There’s a lot of buzz about how spoiled, arrogant, and entitled Millennials are (see Monday’s post about the New York Times article last week). We do like to grind the axe once we get it sharpened.
When I scratch under the surface of these derogatory adjectives, though, I see something remarkable. But to take advantage, you have to be willing to ask for help from someone younger and less experienced than you. And more than that, you gotta do it with sincerity and a desire to learn from people you may regard as uppity and whippersnappers. Because even if they seem overconfident, they have a big advantage over those of us who’ve been around the block. They see problems without the baggage we have and without the ties to old ways.
I just had an epiphany on this last week. You see, I have found myself with a foot in two worlds over the last couple of years. I now work both in corporate settings and university settings, wherever change is happening or young people are struggling to find meaningful work.
But what I have been unable to see was how to tie the two together. I was so wed to the old methods and positioning of my first business, I was blind to the fact that it was merging with my new work. So why ask a Millennial for help? Because they can get you unstuck.
It happened for me at a GPS meeting (Group for Purposeful Solutions—my mostly twentysomething advisory team). I came to the meeting whining about how I got lost—my credibility lies in the consulting business, yet I was excited about this new focus on twentysomethings. How can I do both? Do they work together? I couldn’t see it.
They made it simple. Update the old consulting business—logo and all—and merge it into the new one. What?

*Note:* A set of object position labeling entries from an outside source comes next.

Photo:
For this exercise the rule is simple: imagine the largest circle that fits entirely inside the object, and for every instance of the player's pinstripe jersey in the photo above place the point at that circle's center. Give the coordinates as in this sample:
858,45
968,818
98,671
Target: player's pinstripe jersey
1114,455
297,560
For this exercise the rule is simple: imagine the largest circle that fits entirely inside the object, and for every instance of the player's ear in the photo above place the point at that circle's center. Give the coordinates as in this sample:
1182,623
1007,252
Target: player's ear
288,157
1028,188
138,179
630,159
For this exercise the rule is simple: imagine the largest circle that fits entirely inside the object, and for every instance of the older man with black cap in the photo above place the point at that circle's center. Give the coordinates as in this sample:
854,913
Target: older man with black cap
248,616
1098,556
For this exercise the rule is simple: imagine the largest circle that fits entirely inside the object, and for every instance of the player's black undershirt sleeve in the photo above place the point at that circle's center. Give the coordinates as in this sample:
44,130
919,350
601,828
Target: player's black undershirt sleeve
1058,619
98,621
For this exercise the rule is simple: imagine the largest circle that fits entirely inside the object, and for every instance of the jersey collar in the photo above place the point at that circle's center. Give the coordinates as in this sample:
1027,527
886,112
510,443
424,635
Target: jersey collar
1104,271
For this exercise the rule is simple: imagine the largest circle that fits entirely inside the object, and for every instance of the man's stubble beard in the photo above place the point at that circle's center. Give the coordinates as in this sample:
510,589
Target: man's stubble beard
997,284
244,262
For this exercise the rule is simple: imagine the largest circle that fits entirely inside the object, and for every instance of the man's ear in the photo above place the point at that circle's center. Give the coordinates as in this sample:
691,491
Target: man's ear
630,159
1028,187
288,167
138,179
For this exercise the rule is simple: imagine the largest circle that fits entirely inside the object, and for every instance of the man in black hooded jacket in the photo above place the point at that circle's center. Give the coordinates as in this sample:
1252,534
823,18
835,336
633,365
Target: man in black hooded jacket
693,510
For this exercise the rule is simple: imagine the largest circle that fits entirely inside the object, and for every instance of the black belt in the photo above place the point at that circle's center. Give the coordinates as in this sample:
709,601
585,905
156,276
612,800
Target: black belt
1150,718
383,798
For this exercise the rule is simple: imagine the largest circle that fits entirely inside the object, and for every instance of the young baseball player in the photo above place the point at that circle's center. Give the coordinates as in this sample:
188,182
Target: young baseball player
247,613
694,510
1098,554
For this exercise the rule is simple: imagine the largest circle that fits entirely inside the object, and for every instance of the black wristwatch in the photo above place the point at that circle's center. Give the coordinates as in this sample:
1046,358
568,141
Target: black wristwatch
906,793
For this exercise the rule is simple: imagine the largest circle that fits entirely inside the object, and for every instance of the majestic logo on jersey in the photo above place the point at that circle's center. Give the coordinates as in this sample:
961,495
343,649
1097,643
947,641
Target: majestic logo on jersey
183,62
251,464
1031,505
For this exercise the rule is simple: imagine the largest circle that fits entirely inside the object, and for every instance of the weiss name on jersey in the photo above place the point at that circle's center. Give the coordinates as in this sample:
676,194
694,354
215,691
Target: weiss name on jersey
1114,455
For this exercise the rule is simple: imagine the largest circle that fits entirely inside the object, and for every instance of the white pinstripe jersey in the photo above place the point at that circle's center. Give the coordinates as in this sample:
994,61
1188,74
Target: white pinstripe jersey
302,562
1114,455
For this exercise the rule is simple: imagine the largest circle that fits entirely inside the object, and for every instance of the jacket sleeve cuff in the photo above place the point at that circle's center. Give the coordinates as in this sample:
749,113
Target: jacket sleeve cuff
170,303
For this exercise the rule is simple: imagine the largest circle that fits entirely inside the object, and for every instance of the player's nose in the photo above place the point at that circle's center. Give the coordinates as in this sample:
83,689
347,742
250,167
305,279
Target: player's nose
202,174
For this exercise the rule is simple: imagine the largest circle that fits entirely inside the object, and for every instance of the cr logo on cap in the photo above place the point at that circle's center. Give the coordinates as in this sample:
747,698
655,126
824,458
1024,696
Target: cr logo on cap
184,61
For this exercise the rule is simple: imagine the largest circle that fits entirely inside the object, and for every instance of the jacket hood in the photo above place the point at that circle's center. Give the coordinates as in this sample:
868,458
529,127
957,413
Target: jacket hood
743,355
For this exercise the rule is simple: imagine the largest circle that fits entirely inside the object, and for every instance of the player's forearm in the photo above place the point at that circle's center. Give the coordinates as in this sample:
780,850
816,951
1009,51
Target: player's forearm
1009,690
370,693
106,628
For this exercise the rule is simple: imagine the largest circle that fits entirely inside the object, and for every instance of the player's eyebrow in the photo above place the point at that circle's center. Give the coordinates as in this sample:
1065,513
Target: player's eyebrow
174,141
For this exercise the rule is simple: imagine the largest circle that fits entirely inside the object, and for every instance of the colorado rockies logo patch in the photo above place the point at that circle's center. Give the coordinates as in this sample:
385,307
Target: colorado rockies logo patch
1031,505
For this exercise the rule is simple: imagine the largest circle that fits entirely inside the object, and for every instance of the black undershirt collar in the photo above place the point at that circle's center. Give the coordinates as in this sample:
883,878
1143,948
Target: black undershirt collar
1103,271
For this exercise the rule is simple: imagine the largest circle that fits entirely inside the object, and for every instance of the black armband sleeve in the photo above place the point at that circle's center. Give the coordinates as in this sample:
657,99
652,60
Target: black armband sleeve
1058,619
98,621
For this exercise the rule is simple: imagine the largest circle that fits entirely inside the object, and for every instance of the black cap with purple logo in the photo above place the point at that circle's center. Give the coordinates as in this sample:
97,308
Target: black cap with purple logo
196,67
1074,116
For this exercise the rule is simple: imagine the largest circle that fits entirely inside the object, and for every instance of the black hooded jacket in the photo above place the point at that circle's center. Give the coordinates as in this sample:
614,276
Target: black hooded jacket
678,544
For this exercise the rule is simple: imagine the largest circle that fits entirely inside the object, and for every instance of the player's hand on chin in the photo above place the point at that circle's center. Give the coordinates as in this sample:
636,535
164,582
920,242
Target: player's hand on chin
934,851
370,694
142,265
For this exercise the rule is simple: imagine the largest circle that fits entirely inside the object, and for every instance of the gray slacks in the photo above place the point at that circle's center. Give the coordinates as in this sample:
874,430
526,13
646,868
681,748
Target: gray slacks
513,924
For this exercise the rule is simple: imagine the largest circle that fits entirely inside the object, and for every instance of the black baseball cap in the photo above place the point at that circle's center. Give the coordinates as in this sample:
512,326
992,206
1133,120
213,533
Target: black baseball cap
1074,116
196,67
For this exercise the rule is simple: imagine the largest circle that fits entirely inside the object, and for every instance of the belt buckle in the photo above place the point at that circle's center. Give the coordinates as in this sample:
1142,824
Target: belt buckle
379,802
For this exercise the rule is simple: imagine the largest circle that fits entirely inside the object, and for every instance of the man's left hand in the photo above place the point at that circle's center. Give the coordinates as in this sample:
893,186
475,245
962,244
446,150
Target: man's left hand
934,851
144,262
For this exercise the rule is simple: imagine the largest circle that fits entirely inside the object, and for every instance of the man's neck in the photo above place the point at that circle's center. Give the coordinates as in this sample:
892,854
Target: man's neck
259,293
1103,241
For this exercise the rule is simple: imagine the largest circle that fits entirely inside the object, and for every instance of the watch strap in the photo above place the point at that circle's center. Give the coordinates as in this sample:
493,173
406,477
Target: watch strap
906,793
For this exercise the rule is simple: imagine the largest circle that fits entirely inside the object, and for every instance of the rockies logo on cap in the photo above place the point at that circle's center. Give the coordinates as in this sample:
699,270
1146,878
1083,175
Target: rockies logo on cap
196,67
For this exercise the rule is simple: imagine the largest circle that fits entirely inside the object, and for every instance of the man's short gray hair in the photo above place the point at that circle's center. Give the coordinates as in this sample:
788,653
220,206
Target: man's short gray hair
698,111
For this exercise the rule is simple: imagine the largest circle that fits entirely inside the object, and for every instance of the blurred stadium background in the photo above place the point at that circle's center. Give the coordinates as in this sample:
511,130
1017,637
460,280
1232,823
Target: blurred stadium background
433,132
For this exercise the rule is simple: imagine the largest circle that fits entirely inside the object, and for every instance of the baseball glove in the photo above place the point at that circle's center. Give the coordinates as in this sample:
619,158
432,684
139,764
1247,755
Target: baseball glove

The old one is my brand, my heart and soul, and you want me to blend it into a new image?
Yes! Yes! Yes! Everything must change, even my attachment to my old approach, logo, tagline, and sad to say, very static website. Really, why did I love that?.
What else could be possible if I merged it with the new, more interactive website and blended the businesses? Imagine, I could get more traffic, tie together the work elements I love the most, and reinvent myself. Sheesh. This is what I write and speak about all the time, and now it takes a couple of Millennials to show me how to drink my own kool-aid.
Why ask a Millennial for help? Because even I (and yes, I think you too) need to change. And we can’t do it alone. We need the next generation. Thanks, guys.